As John McElwee wrote at Greenbriar, this film is a delightful treat. The terrific cast, especially Paulette Goddard, all seem like they're having a ball, and the movie has some moments which are laugh-out-loud funny.

I love Leonard Maltin but agree with McElwee that Maltin's two-star review is way off base; Maltin's at least a star too low. McElwee correctly responds to Maltin's criticism that the film is "dated" by saying, "That's half this movie's charm."

The plot is centered around the wartime housing crisis in Washington, D.C., which also inspired the storylines of THE MORE THE MERRIER (1943) and THE DOUGHGIRLS (1944). In some ways the movie also called to mind one of my favorite Jean Arthur comedies, IF YOU COULD ONLY COOK (1935).

Lee Stevens (MacMurray), a toy company executive from Indiana, can't get a D.C. hotel room, so his ditzy but enterprising new secretary, Jane (Goddard), finds them positions as a cook and butler in the home of befuddled Ira Cromwell (Roland Young). It gives Lee and Jane a roof over their heads while Lee tries to close a big deal, and Mr. Cromwell is so grateful to have hired help -- especially beautiful Jane -- that he gives Lee plenty of time off to conduct business.

Before it's all over, Lee's boss (Edward Arnold) joins him as a butler in the home of Glen Ritchie (Clarence Kolb), the man they hope to do business with. It's all pretty crazy, but it's a stitch from start to finish, with some bright dialogue and funny physical comedy, such as MacMurray's determined pursuit of a strawberry which falls on the table when he's serving dinner.

One of my favorite bits of dialogue had Lee asking a long-suffering waiter "Do you have any recommendations on where we should go?" and the exasperated waiter replies "Yes, but we're not allowed to talk that way to the guests!" It took a full second for the meaning to register, and then I burst out laughing.

One of the things I always appreciate in a movie is a straightforward romance which progresses forward without angst and misunderstandings. Jane is determined in her pursuit of the handsome Lee -- there's a moment when she confesses all the girls at the factory swoon over him, and MacMurray momentarily has a very funny, flattered expression -- and she's also up front with him almost immediately about the way she maneuvered herself into the job. Later on when Lee's fiancee Alice (Hillary Brooke), who's also his boss's daughter, shows up in D.C. and asks if Jane means anything to him, Lee gives a refreshingly honest answer.

Roland Young, Anne Revere, and Edward Arnold all give rib-tickling performances; watching Arnold, playing a businessman, transform himself into the "former butler to the Duke of Belgravia" is quite funny. Young's reactions to Lee's constant requests for days off and Revere's self-importance concerning her military work are also amusing.

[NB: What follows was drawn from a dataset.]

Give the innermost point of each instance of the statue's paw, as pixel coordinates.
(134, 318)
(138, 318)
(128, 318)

The supporting cast includes Marie McDonald, Isabel Randolph, Porter Hall, and Norma Varden, who plays a dinner party guest and curiously is missing from the IMDb cast list. I need to put this in again and see if I can spot Yvonne DeCarlo as a secretary.

The movie was directed by Sidney Lanfield. It runs 83 minutes.

This is another Paramount movie which isn't out on video or DVD, and like the majority of Paramount films of the '30s and '40s, it's very difficult to obtain. (My great thanks to Carrie for making it possible for me to enjoy it!) As I wrote in my review of last weekend's film HOLD BACK THE DAWN (1941), "It's very wrong that hundreds of Paramount films continue to be so hard to access. They're an essential part of American cinema history and our cultural heritage, and they deserve to be widely seen."